19 Moreover, Tupperware dealers came from diverse social and ethnic backgrounds and habitually included divorced women and single mothers, the most famous of whom was Brownie Wise. She began her career as a salesperson who perfected the sales technique of the Tupperware party, rose through the ranks of the company to become its vice-president, and, before losing in a head-to-head challenge against the inventor, Earl Tupper, himself, wielded true power in her position and even appeared on the cover of Business Week magazine in 1954.
20 There is strong merit, then, to this book, in problematising the earlier, simplistic feminist stance toward Tupperware and its selling methods, and, even more importantly, in its endorsement of the study of mass consumption and "feminine culture" as "wholly valid aspects of women's history." In promoting the study of women and consumer culture, Clarke places her priority squarely on a comprehensive feminist historiography: attention ought not to be focused disproportionately on certain constituencies, for example, politicized and working women, because "unless the lives of nonradical women involved in a feminine popular culture that embraced consumerism and glamour are acknowledged, the mendacious elitism previously ascribed to white patriarchal history prevails here as well."
21 If Clarke is convincing in her recasting of Tupperware and its ethos as creating opportunities for women's empowerment, even she alludes to occasions which do not exactly highlight the long way that women have come.
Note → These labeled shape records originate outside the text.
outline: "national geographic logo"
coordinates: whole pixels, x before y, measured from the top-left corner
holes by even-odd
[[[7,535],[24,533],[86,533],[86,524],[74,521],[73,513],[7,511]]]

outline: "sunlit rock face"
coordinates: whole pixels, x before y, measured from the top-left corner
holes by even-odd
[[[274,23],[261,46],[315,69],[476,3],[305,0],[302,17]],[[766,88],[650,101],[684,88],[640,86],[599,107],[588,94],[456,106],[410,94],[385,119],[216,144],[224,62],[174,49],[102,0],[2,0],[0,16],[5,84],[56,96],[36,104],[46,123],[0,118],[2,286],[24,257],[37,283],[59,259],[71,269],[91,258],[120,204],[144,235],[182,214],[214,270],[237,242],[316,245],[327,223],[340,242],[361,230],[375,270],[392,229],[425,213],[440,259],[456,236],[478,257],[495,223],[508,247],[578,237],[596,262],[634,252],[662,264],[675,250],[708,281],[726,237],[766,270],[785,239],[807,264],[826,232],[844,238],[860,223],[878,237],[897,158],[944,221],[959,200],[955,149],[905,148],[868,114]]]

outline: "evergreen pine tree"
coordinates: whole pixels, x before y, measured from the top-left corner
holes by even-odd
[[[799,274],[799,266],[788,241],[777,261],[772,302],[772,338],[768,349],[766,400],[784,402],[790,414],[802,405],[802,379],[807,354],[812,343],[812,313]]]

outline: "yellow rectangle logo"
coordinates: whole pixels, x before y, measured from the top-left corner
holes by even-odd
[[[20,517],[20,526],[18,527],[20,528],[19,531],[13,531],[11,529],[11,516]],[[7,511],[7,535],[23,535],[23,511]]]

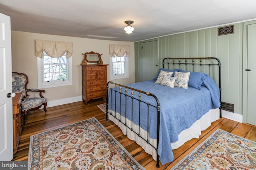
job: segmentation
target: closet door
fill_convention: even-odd
[[[140,81],[151,80],[156,76],[158,65],[157,39],[142,43]]]
[[[256,125],[256,23],[247,25],[247,123]]]

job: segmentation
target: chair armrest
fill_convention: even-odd
[[[40,95],[40,97],[41,98],[44,98],[44,97],[43,96],[42,94],[42,92],[45,92],[45,90],[41,90],[40,89],[38,89],[36,88],[30,88],[29,89],[28,89],[27,90],[27,92],[39,92],[39,95]],[[28,95],[29,96],[29,95]]]

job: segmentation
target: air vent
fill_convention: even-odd
[[[222,102],[221,109],[222,110],[234,113],[234,104]]]
[[[218,28],[218,35],[224,35],[232,34],[235,33],[234,31],[234,25],[226,26]]]

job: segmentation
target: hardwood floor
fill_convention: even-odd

Perhaps the most disturbing is the 1954 "Big Dig" Homecoming Jubilee, which took place on the Tupperware company grounds. Sales people were invited to attend the festivities, metaphorically presented as an American gold-rush adventure. Distributorships were issued "sites" on a "Big Dig" map of the area on the basis of sales, with the highest-selling attendants permitted to advance furthest along the trail to where the richest deposits were. Buried under the ground was an estimated $48,500 worth of prizes, including mink stoles and diamond rings, and the object was for each person to dig frantically to unearth as many of these objects as possible. Life magazine reported on this "All-Girl Gathering" and CBS televised the festivities, no doubt tempting other women to consider a career in the same field. Literally encouraging women to get down and dirty by competing head-on with each other for luxury items, this event seems to epitomize the most negative aspects of the Tupperwear phenomenon.
22 No longer is the Tupperwear party the key means of distributing these plastic paragons. Today they are marketed at shopping malls, no doubt a consequence of the rise in the number of women employed outside the home, who have less time or inclination to host such gatherings. As for my mother, her own contemporary gesture of empowerment is to take a drive to the nearest dollar store. There, anonymously, she can make her selection of containers, buying only and whatever is desirable and convenient.